Nuclear technology is dual use in nature, meaning that it can be used to produce nuclear energy or to build nuclear weapons. Despite security concerns about proliferation, the United States and other nuclear nations have regularly shared with other countries nuclear technology, materials, and knowledge for peaceful purposes. In Atomic Assistance, Matthew Fuhrmann argues that governments use peaceful nuclear assistance as a tool of economic statecraft. Nuclear suppliers hope that they can reap the benefits of foreign aid-improving relationships with their allies, limiting the influence of their adversaries, enhancing their energy security by gaining favorable access to oil supplies-without undermining their security.
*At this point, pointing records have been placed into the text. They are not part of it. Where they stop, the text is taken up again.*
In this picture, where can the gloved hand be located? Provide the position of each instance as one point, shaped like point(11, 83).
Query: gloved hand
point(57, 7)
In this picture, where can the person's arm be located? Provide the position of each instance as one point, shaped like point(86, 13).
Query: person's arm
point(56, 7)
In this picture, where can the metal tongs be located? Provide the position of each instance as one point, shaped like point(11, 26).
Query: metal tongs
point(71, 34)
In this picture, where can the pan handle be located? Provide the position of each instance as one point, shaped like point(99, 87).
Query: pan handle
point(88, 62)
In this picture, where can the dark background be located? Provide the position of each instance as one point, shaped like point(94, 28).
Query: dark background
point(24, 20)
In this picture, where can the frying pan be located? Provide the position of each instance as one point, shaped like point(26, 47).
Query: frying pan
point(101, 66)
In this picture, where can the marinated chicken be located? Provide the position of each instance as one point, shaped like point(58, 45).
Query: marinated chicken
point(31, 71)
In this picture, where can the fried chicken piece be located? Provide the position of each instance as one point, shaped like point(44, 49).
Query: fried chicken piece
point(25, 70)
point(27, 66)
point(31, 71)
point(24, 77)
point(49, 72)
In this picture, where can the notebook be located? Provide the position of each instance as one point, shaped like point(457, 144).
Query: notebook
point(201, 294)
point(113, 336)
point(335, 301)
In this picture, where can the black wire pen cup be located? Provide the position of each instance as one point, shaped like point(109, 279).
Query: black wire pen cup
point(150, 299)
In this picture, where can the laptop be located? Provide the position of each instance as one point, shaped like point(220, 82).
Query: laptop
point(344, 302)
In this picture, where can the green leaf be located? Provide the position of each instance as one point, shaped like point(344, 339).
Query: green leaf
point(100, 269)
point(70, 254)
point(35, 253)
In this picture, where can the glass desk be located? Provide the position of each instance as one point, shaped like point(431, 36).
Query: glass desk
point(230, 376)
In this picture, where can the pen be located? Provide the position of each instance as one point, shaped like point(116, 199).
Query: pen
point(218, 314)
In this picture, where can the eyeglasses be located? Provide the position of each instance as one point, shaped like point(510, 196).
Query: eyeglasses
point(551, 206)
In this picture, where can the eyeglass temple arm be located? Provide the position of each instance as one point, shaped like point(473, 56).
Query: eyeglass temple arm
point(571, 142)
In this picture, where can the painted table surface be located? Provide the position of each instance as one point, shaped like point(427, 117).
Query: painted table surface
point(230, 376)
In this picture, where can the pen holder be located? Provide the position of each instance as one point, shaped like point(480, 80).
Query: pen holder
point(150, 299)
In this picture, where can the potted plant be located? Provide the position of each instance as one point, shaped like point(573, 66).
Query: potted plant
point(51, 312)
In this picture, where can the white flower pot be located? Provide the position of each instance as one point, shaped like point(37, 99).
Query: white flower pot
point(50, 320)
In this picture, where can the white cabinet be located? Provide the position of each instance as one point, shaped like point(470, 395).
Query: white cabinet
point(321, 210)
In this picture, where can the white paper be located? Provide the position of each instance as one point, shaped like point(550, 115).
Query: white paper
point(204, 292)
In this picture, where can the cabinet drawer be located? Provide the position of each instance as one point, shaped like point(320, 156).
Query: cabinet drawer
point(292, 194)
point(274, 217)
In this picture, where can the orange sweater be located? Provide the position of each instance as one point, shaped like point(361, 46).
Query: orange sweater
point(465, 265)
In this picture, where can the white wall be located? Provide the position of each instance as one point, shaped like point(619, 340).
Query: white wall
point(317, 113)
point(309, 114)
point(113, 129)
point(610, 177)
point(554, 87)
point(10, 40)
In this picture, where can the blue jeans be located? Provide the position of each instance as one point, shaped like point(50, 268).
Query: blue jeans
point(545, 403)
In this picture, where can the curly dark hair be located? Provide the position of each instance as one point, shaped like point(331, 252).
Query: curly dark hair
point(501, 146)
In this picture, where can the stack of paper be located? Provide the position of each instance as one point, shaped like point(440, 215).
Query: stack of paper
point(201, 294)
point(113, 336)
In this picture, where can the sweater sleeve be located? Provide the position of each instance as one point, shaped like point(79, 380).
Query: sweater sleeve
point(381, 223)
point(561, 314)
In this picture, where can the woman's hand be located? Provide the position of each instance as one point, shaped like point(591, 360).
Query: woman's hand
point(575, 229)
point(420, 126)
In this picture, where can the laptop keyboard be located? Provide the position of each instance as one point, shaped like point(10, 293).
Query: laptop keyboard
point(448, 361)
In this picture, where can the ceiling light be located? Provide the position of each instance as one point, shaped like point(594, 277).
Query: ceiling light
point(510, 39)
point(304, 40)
By providing peaceful nuclear assistance, however, countries inadvertently help spread nuclear weapons. Fuhrmann draws on several cases of "Atoms for Peace," including U.S. civilian nuclear assistance to Iran from 1957 to 1979; Soviet aid to Libya from 1975 to 1986; French, Italian, and Brazilian nuclear exports to Iraq from 1975 to 1981; and U.S. nuclear cooperation with India from 2001 to 2008. He also explores decision making in countries such as Japan, North Korea, Pakistan, South Africa, and Syria to determine why states began (or did not begin) nuclear weapons programs and why some programs succeeded while others failed. Fuhrmann concludes that, on average, countries receiving higher levels of peaceful nuclear assistance are more likely to pursue and acquire the bomb-especially if they experience an international crisis after receiving aid.